In August, Matilde Lalin wrote a guest post on Terry Tao’s blog about attending conferences with young children focused on the options for nursing mothers. The three main options she identifies are: travel with a caretaker, hire a caretaker at the conference location, or leave the child at home and pump. (The fourth option, not going to the conference at all, is one many families end up choosing, as Kate Owens mentions in the comments, but can come at a cost of opportunities for collaboration and networking.)
In addition to the financial considerations for each option, Lalin writes about scheduling and other logistical concerns, including the choices parents have to make about what to skip when they attend a conference with a child. She includes practical suggestions for conference organizers about how to make conferences easier for nursing mothers and links to several organizations that are helping support academic parents. Of course, many of her suggestions also apply to parents who are traveling with kids but not breastfeeding.
As a non-parent, I must admit that I hadn’t really thought about the burden of child care at conferences until Jordan Ellenberg wrote about it a couple years ago. He argues that the NSF should fund conference daycare. There are quite a few interesting comments to the post about whether or not childcare should be considered a business expense. I think the one that sums it up the best for me is by jenfns, who writes, “I guess the question is whether it should be a cost of the employer to pay for travelling employees’ childcare. Since our society does in fact have a vested interest in successful professional women bearing and raising children, I think that the answer should be yes.” Unfortunately, for federal tax purposes, child care costs are not considered “necessary” expenses, and I assume until that changes, the NSF will not be able to reimburse conference child care costs.

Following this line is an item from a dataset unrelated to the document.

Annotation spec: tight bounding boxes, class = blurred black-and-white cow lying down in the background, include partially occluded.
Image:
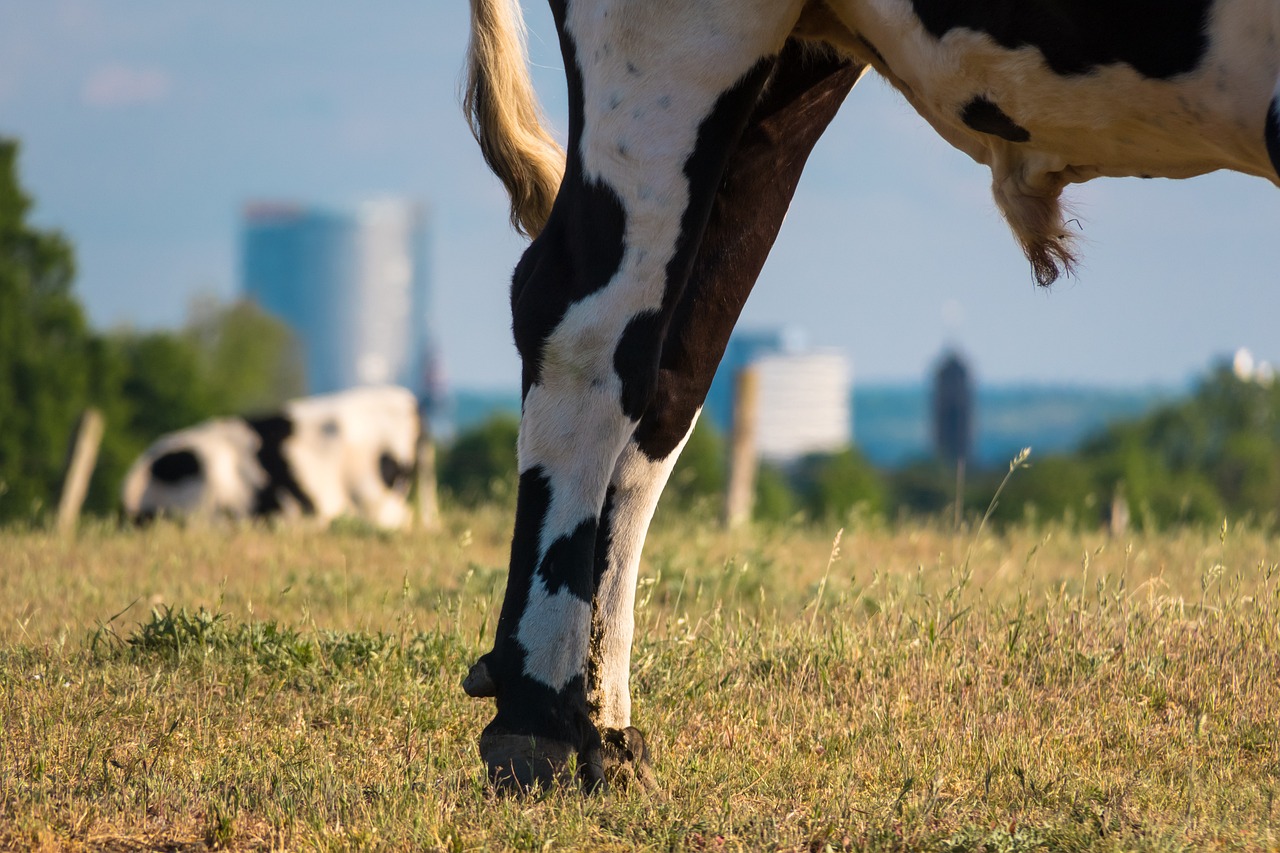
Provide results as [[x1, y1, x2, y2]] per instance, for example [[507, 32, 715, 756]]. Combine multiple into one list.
[[123, 387, 421, 529]]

Last month, Laura McLay wrote on her blog Punk Rock Operations Research that the Forum for Women in OR/MS (delightfully acronym’d WORMS) is sponsoring grants to reimburse child care costs for parents traveling to the INFORMS Annual Meeting. And I just saw that the AMS and MAA are also rising to the occasion, with about 40 child care grants available for mathematicians attending the Joint Mathematics Meetings in January. Applications for those grants are open until November 18. The JMM has had subsidized (but still expensive) child care available for several years, but as far as I know, this is the first year they will also have reimbursement grants available.
Better support of child care costs will help women most directly, but it should be noted that all the grants I have seen are available to both men and women, as they should be. Women sometimes shoulder the lion’s share of the child-rearing duties, but the idea that raising children is only “women’s work” is antiquated and devalues the active role many men play in their children’s day-to-day care. Paying for child care at conferences is a way to make life easier for both men and women who are trying to balance their careers and families.